BlogsDroga, vida y libertad

Dejar la droga, ¿por qué?

Di no a las drogas
Publicado: 17/05/2018: 234

En lo más hondo de nuestro ser tenemos grabado, de una manera indeleble, la intencionalidad existencial de evitar el dolor y buscar el placer, y clasificada en nuestro ADN como una prioridad, tiene selectivamente programado los recursos necesarios y suficientes.

En esa búsqueda de la felicidad, la droga ofrece rápidamente y sin el menor esfuerzo un estado de conciencia gratificante, hipotecando problemas, anulando ansiedades, relativizando miedos y temores y potenciado una sensación de euforia, poderío, contento y optimismo que se identifica con un cierto grado de felicidad. La droga descubre espacios interiores que ofrecen paz, tranquilidad, aislamiento gozoso, y es que de manera directa activa el sistema de recompensa cerebral (S.R.C.) que es el instrumento para disfrutar de esos estados. Cuando la persona lo experimenta, piensa que ha encontrado una oportunidad de disfrutar, y la intención de repetir es una opción normal, especialmente si no aparecen efectos secundarios negativos, como sucede durante la primera etapa: no existe razón alguna para dejar de consumir aquello que nos proporciona un bien, y sin problemas… inmediatos.

La dinámica es bien conocida: los sucesivos consumos, crean una necesidad psicológica, que en poco tiempo marca una ruta neurológica que se graba en los circuitos cerebrales correspondientes y condiciona una realidad anatómica: la necesidad es ya neurológica y la dependencia centra el protagonismo de la enfermedad que alcanza su periodo de estado. Aparecen los problemas y las situaciones límites (sin ellas nadie abandona algo que le hace feliz) obligan a la persona a replantearse su vida...”es difícil seguir así”.

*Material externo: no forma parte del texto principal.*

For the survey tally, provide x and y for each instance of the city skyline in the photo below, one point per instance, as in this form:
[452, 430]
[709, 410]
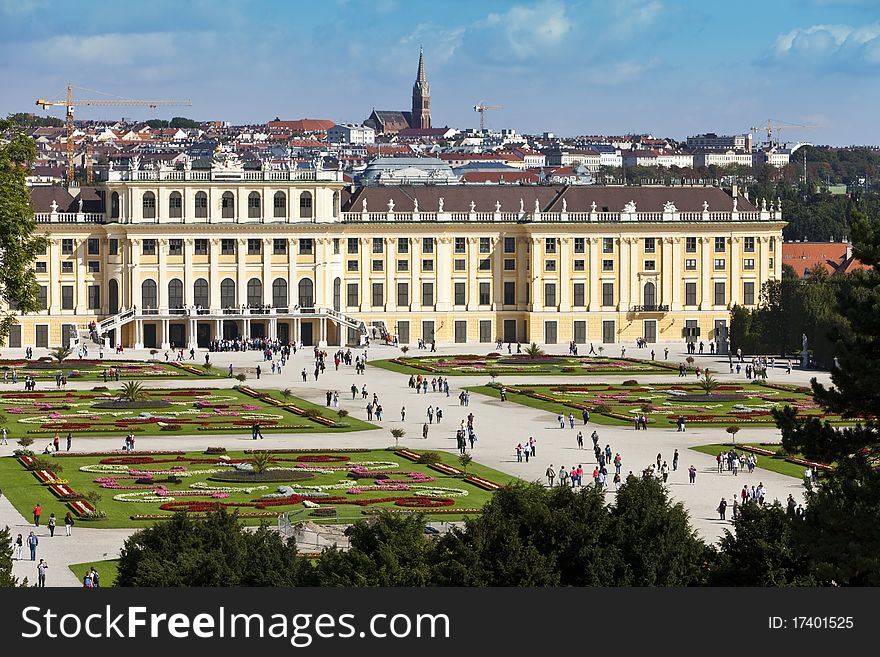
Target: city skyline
[641, 66]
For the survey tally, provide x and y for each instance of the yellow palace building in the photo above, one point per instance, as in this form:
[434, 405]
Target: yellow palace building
[180, 257]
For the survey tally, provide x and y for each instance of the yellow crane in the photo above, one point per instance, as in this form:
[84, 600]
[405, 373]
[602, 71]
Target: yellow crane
[482, 108]
[70, 103]
[776, 127]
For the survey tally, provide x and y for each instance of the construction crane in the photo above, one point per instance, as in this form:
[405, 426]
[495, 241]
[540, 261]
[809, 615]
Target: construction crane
[776, 126]
[70, 103]
[482, 108]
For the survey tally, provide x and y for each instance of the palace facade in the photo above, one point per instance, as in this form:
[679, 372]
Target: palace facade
[181, 257]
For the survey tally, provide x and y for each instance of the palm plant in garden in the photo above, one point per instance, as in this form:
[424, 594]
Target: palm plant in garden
[60, 353]
[733, 430]
[709, 384]
[261, 461]
[533, 351]
[132, 391]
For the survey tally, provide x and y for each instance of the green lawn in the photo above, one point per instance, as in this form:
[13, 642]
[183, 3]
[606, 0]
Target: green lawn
[665, 402]
[40, 415]
[106, 570]
[24, 490]
[774, 464]
[76, 369]
[469, 365]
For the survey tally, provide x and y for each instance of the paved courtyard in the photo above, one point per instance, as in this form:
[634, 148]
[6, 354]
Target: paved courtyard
[498, 425]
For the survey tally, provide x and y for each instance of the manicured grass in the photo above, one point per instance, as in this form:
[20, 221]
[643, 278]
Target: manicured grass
[773, 463]
[550, 365]
[624, 402]
[41, 415]
[107, 571]
[87, 369]
[24, 490]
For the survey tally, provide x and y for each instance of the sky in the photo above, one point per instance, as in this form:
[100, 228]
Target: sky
[665, 67]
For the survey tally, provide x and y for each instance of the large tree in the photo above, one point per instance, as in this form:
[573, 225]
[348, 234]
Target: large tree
[19, 242]
[215, 551]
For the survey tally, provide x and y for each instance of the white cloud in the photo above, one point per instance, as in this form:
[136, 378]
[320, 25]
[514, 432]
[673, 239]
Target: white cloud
[830, 45]
[531, 30]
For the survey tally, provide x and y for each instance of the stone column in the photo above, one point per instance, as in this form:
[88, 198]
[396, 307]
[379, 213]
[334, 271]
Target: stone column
[706, 293]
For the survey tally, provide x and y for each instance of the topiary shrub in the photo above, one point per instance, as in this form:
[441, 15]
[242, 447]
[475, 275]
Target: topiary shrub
[426, 458]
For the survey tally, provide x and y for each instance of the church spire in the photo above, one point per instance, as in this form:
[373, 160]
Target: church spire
[421, 105]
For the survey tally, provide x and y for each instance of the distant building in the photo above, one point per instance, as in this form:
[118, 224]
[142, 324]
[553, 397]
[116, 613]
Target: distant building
[712, 142]
[392, 122]
[351, 133]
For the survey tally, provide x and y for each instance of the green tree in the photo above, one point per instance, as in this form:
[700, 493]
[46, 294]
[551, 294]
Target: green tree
[19, 240]
[213, 552]
[763, 550]
[388, 550]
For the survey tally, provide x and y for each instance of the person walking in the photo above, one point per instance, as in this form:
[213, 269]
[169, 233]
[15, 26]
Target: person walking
[41, 574]
[33, 542]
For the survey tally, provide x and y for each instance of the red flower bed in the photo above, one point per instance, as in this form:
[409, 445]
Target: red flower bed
[322, 458]
[424, 502]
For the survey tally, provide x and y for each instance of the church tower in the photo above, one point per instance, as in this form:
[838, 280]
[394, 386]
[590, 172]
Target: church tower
[421, 113]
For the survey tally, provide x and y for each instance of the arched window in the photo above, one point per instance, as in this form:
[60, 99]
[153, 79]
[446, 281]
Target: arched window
[201, 206]
[114, 205]
[254, 205]
[200, 293]
[175, 205]
[227, 293]
[279, 293]
[280, 205]
[305, 205]
[650, 294]
[255, 292]
[227, 205]
[306, 293]
[175, 293]
[149, 294]
[149, 205]
[113, 296]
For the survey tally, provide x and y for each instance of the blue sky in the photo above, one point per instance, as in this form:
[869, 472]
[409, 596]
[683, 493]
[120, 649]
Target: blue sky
[669, 67]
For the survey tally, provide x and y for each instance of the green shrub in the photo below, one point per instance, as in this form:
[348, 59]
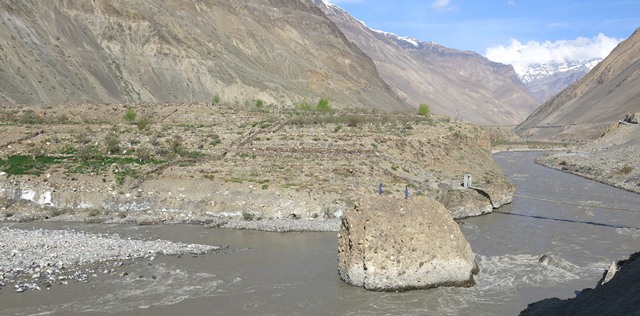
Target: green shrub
[112, 143]
[215, 99]
[29, 117]
[130, 115]
[627, 169]
[424, 110]
[143, 123]
[305, 106]
[323, 105]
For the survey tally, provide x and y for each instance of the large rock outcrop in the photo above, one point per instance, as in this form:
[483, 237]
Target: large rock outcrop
[460, 84]
[112, 51]
[388, 244]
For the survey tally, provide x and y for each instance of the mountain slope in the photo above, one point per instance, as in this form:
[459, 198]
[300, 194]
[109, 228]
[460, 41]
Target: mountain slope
[282, 51]
[455, 83]
[582, 111]
[546, 80]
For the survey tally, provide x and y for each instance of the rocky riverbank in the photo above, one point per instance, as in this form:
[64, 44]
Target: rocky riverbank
[612, 159]
[233, 165]
[615, 294]
[40, 259]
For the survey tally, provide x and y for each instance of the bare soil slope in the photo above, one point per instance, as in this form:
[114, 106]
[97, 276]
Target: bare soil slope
[113, 51]
[202, 162]
[582, 111]
[460, 84]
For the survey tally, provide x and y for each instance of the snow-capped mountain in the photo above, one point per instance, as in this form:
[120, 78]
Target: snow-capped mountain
[546, 80]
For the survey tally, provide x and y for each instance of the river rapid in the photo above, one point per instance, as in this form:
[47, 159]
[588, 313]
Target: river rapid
[578, 225]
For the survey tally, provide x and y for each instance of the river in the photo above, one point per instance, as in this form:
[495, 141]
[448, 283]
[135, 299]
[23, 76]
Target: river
[580, 224]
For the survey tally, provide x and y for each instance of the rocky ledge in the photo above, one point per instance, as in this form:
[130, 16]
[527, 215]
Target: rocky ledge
[389, 244]
[616, 294]
[190, 163]
[612, 159]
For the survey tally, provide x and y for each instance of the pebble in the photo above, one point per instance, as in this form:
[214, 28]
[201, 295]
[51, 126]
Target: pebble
[31, 258]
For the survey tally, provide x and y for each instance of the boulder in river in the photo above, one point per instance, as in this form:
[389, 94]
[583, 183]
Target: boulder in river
[390, 244]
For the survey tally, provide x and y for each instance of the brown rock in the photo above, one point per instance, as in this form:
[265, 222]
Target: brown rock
[388, 244]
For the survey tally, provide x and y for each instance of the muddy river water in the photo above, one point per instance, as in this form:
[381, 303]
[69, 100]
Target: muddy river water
[579, 224]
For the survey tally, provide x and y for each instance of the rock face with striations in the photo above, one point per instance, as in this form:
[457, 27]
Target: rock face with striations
[387, 244]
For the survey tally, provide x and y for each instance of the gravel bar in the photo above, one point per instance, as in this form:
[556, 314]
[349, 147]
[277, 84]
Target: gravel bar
[30, 259]
[285, 225]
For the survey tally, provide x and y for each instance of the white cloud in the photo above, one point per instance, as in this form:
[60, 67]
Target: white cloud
[441, 5]
[522, 55]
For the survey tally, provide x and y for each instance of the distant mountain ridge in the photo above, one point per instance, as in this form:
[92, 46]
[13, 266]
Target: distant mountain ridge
[605, 95]
[114, 51]
[546, 80]
[461, 84]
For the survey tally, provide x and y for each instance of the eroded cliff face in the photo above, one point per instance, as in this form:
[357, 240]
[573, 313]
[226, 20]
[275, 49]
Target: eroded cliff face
[460, 84]
[100, 51]
[582, 111]
[204, 161]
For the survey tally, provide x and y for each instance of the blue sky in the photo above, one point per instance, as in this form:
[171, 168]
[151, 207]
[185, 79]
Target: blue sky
[506, 29]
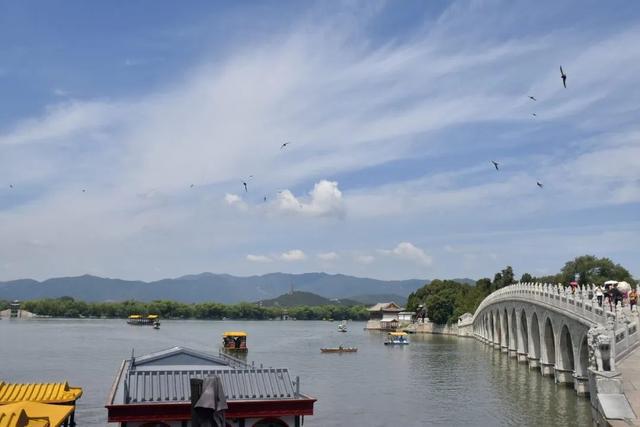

El enfermo se nos presenta con el S.R.C. deteriorado, los mecanismos de acción cerebrales contaminados y el contenido de la conciencia claramente organizado según las motivaciones de la droga. Esto se traduce en una alteración de la secuencia lógica de sus pensamientos, con un rumiar pesimista del pasado, ausente del presente y oscurecido su futuro: se le escapa el significado de su vida y la voluntad de vivir y la idea de extinción le hace experimentar que es un ser para la muerte: el problema no es la existencia sino una existencia limitada.

Lo importante no es tanto dejar el consumo como el poner a esa persona en condiciones mentales para que encuentre, con la orientación profesional, una alternativa válida a su vida. Pero ¿cuál? Porque él ha descubierto otros estados de conciencia que es lo único que añora y a los que tiene “querencia”, y esto es el gran factor de riesgo de las recaídas; nadie olvida lo que le ha hecho feliz. El objetivo principal y esencial es recuperar los recursos cerebrales que es la tarea y meta más importante, urgente y especifica.

Se tiene que contemplar que todo el proceso de esa “felicidad adulterada” se ha desarrollado en el escenario del cerebro con elementos propios; la droga no ha añadido absolutamente nada a nuestras potencialidades, sólo ha utilizado perversamente nuestros recursos. Claro que la gran noticia es que nos ha descubierto que en nuestro interior poseemos un sistema (SRC), certificado por las neurociencias, con los programas completos y suficientes para que podamos disfrutar de manera natural y fisiológica, respetando el orden, jerarquía y equilibrio cerebral, esos estados felices.

El esquema de un abordaje terapéutico razonable, necesario e imprescindible ante un cerebro herido, se centra en recuperar su funcionalidad normal cerebral para que pueda ejercer la misión de protagonizar el camino de la felicidad, en libertad y autonomía. Un tiempo suficiente de reposo, cuidados y protección de ese cerebro es prioridad absoluta, y en esa dirección deben dirigirse todos los mejores esfuerzos y recursos psicológicos, farmacológicos, dietéticos para alcanzar su normalización funcional. Un cerebro sano es garantía para descubrir, en una ruta de introspección y autoconocimiento, dimensiones interiores donde se encuentran, esperando ser activadas, las capacidades (“tenemos todos recursos que pedimos a los dioses”) que garantizan la armonía de todo el organismo y que conforman el escenario idóneo para conseguir la plenitud como ser humano, que es la meta existencial para la que estamos organizados y estructurados.